But on the subject of making >100 ohm trace and 50 ohm traces on the same
layer, I've known people who will cut the reference plane underneath the
>100ohm microstrip to force it to reference the next power/gnd plane beneath
and thereby creating a super high impedance. I wouldn't do it personally but
people have shipped product like that.
-----Original Message-----
From: steve weir [mailto:weirsp@xxxxxxxxxx]

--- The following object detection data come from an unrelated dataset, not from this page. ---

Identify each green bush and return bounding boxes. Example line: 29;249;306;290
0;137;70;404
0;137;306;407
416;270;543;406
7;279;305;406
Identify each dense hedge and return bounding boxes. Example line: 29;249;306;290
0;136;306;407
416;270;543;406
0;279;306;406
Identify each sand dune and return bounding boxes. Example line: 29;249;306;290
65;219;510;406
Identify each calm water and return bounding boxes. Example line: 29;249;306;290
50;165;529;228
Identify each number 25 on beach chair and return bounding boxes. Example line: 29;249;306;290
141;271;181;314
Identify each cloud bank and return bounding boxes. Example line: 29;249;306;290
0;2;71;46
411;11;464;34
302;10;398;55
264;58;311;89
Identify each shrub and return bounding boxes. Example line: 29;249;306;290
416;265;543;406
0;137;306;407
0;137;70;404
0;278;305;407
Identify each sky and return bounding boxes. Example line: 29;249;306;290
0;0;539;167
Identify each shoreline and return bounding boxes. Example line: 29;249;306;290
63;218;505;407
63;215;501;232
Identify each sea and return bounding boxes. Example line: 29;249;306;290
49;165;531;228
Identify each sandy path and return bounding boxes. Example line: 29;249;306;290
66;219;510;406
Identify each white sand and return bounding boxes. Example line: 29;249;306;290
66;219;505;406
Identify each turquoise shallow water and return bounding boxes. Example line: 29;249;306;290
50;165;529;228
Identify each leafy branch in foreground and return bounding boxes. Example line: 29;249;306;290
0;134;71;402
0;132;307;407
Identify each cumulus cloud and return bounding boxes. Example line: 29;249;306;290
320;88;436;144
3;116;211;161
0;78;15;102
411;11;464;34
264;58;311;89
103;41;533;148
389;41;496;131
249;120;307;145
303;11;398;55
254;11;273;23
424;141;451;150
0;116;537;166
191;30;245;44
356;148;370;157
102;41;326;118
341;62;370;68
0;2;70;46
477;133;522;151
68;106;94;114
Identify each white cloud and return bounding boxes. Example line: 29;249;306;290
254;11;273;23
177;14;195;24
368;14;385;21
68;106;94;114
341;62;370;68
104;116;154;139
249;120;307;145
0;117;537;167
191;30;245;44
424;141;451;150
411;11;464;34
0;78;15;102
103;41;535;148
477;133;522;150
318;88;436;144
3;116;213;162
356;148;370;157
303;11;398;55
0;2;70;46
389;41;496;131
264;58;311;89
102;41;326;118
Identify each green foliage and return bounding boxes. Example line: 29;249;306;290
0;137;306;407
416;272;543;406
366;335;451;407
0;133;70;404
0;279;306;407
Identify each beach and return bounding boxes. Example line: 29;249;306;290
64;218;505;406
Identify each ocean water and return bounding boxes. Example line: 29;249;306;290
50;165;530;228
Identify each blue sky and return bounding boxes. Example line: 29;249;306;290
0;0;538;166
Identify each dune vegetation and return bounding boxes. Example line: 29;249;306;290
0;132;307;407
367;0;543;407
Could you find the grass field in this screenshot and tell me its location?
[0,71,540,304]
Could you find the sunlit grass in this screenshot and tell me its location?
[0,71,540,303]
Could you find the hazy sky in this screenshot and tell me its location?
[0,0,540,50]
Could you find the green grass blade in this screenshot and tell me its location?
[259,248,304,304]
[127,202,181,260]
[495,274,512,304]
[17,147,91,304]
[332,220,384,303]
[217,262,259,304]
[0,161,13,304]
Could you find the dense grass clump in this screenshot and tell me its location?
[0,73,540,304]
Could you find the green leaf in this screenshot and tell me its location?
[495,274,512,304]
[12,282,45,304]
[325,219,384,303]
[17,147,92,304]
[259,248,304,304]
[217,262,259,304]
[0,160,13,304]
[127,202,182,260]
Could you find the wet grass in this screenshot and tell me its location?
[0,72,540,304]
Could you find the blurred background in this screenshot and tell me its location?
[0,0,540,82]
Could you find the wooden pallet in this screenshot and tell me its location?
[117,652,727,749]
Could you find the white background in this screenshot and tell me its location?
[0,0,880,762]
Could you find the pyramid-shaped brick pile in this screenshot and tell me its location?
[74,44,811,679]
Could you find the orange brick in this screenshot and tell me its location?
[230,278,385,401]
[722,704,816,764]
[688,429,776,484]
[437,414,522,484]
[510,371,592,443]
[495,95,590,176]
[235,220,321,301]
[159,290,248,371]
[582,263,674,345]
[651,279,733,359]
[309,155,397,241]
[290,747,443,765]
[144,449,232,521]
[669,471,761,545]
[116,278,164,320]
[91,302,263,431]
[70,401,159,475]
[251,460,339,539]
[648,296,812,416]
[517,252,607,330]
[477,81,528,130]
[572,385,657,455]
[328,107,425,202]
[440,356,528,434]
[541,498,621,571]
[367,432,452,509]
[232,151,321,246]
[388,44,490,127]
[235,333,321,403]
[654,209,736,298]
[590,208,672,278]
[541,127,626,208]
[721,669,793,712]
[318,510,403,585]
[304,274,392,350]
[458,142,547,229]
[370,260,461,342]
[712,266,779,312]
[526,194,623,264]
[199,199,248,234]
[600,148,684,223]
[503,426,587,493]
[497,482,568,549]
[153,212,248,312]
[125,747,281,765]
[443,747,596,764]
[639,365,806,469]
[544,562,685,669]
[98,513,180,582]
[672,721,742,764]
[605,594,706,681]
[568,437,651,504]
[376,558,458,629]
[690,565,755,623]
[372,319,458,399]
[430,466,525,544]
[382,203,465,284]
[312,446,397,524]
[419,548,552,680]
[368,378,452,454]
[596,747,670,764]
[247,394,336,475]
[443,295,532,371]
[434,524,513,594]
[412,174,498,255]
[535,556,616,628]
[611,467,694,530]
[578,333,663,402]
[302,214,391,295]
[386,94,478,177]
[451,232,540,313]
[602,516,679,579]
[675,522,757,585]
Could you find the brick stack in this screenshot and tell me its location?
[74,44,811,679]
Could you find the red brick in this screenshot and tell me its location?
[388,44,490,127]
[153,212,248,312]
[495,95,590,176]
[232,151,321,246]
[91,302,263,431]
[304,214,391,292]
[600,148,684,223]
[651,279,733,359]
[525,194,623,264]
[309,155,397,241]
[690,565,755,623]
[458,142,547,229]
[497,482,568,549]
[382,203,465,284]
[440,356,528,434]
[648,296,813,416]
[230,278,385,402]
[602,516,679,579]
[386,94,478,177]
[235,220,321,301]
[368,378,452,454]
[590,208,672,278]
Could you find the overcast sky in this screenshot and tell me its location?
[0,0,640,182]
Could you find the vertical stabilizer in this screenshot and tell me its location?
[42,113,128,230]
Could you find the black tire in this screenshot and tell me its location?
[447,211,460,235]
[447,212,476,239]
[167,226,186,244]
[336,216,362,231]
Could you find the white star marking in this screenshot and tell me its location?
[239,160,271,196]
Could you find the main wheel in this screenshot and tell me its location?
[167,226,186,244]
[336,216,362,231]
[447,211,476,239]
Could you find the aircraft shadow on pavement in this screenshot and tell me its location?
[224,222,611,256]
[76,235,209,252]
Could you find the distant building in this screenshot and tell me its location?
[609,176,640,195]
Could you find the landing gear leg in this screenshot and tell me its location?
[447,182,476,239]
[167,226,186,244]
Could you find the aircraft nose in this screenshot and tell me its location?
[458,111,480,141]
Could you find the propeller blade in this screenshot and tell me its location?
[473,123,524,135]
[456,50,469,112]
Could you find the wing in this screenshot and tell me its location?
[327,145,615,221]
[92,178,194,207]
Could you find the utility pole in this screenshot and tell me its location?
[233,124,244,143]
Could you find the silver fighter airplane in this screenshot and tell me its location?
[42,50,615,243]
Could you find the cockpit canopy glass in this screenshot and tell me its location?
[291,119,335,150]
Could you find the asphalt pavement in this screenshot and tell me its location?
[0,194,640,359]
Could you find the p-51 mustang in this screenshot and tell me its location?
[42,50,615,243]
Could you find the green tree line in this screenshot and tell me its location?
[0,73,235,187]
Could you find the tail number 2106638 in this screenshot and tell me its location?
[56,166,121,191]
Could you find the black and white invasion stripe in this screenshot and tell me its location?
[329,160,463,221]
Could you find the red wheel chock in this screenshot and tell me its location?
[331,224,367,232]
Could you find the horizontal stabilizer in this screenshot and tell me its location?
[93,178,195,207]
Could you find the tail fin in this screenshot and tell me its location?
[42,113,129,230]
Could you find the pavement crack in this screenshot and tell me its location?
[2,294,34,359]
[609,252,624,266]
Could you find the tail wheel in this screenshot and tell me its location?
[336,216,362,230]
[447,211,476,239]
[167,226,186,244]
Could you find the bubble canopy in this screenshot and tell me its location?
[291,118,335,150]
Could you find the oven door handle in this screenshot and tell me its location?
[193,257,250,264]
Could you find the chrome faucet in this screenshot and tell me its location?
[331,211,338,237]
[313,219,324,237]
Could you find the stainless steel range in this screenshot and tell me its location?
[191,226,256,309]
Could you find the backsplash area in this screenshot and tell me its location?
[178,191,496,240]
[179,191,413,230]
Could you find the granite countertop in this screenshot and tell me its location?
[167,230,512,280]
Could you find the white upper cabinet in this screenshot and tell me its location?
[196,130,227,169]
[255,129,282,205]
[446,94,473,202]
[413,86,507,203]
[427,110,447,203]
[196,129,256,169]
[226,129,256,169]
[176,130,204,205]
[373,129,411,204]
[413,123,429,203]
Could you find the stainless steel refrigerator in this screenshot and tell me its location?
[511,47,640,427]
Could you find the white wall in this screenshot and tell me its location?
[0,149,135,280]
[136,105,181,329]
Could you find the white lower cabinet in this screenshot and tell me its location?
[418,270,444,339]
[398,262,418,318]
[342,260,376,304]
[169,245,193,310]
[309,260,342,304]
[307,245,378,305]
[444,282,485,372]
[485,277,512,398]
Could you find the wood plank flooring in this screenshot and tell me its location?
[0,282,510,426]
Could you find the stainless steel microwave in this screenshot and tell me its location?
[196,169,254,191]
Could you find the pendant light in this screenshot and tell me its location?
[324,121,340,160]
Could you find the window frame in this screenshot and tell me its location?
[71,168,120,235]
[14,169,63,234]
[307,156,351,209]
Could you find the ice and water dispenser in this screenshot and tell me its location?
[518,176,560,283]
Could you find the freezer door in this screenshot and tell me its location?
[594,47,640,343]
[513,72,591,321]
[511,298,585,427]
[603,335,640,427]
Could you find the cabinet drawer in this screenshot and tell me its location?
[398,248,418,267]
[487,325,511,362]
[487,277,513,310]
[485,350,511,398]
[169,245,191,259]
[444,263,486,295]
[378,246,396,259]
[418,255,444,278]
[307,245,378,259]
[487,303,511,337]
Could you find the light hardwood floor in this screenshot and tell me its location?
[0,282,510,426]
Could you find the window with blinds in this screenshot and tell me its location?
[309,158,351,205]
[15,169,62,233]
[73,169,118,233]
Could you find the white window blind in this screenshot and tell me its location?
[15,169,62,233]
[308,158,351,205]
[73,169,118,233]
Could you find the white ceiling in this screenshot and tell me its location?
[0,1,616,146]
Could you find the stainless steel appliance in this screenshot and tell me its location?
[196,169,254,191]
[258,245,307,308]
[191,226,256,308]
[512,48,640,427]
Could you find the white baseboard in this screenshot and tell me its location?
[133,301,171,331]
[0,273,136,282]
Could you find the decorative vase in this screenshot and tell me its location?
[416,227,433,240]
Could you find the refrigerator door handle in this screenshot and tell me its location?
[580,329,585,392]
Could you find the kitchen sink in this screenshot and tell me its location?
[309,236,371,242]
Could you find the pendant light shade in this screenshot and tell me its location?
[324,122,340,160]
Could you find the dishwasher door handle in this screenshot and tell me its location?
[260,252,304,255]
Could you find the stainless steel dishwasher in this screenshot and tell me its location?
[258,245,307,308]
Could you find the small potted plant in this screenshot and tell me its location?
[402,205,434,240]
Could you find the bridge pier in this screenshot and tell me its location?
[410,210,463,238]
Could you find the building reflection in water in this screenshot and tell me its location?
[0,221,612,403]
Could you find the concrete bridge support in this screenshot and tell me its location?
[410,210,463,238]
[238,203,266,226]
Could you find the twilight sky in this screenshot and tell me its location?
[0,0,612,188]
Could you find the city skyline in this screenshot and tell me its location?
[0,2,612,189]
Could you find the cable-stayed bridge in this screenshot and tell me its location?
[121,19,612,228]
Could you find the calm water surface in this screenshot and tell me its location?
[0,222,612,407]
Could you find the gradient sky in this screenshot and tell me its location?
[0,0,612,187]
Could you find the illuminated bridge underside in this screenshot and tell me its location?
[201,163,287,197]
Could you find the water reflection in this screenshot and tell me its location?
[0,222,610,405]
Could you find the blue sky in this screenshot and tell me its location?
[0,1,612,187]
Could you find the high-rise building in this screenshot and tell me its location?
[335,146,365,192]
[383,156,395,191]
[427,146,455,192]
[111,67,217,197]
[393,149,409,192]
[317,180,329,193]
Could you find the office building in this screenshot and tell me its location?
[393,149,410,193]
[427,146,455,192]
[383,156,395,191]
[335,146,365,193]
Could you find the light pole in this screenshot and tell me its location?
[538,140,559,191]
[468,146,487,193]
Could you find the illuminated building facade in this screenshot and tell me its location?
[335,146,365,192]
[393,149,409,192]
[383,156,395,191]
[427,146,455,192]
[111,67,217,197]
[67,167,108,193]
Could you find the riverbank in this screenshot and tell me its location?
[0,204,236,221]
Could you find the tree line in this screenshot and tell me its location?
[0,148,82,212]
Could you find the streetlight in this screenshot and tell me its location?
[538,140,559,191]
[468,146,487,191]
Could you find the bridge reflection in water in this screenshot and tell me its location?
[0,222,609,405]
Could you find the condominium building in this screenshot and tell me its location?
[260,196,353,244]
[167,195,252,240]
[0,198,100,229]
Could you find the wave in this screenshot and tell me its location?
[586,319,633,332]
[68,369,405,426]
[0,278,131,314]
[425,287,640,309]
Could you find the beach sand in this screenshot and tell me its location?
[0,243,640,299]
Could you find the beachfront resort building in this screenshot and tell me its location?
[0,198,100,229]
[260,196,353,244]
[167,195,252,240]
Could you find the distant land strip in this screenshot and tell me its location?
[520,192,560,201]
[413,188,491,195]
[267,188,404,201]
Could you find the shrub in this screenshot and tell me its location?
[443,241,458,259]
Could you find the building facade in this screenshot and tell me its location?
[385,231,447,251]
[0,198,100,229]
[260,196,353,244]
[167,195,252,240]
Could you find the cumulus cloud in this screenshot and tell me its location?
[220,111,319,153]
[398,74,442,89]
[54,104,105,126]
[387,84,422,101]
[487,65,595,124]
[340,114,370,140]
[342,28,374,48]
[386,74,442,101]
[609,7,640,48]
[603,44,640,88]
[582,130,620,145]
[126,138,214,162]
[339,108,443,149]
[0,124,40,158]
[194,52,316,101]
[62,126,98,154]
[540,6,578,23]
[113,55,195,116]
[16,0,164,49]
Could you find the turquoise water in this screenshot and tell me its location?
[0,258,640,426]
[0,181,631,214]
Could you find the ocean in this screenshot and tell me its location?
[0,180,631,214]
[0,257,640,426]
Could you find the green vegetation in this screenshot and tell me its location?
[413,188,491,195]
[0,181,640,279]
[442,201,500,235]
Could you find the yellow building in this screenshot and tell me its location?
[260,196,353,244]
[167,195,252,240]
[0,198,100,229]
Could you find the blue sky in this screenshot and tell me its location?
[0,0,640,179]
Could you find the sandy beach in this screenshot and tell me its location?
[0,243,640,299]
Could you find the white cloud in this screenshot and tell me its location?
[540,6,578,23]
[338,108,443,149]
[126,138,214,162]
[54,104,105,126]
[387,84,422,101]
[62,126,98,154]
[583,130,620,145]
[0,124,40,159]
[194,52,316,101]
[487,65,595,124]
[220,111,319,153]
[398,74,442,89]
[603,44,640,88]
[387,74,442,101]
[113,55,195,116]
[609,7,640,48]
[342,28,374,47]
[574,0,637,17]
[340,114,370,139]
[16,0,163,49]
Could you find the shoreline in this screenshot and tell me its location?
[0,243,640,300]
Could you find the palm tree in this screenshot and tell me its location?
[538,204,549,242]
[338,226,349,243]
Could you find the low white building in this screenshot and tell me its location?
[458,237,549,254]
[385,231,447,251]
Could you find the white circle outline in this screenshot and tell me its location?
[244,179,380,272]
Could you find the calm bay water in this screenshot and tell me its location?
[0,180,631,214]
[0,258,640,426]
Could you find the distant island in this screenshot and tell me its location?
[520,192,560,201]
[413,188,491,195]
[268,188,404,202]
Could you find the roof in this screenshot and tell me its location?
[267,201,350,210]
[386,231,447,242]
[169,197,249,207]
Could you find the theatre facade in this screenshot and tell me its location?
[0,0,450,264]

Sent: Wednesday, June 02, 2004 4:14 PM
To: msharpes@xxxxxxxxxx; prasadsa@xxxxxxxxxx; si-list@xxxxxxxxxxxxx
Subject: [SI-LIST] Re: 50 ohm and 130 ohm on the same board
M, that is an interesting application model. I think the prevailing wisdom
would have been to use a lower impedance driver and transmission line to
minimize the discontinuity caused by load capacitances. What you did plays
on paper. I would be wary of how accurately the real loads match the line,
especially with tolerancing, but if it worked, that is what counts.
Still 130 ohms seems like a value derived from a pair and not a single
ended. I think Prasad is in India, and we won't see a response until
tonight.
Regards,
Steve.
At 05:00 PM 6/2/2004 -0600, msharpes@xxxxxxxxxx wrote:
>Although 130 Ohms seems on the high side, through some experience I can
>talk of designing higher impedance transmission lines (in the 100 Ohm
>neighborhood) for a fairly large distributed load. So, the concept was
>that the capacitive nature of each of the distributed loads served to
>lower the characteristic along the line so much so in some cases that
>impedances of 80-100 Ohms were desired for a 50 Ohm 'effective'
>impedance. The trick to doing this is to space the loads in an equal
>pitch with the pitch being something less than an inch for the
>transmission line to 'look' like something around 50 Ohms. Now, this
>isn't portable to extremely fast designs, but we have had success with
>terminated transmission lines of this type with the right drive strength
>and source impedance to move 2V/ns at each load in a 3.3V system.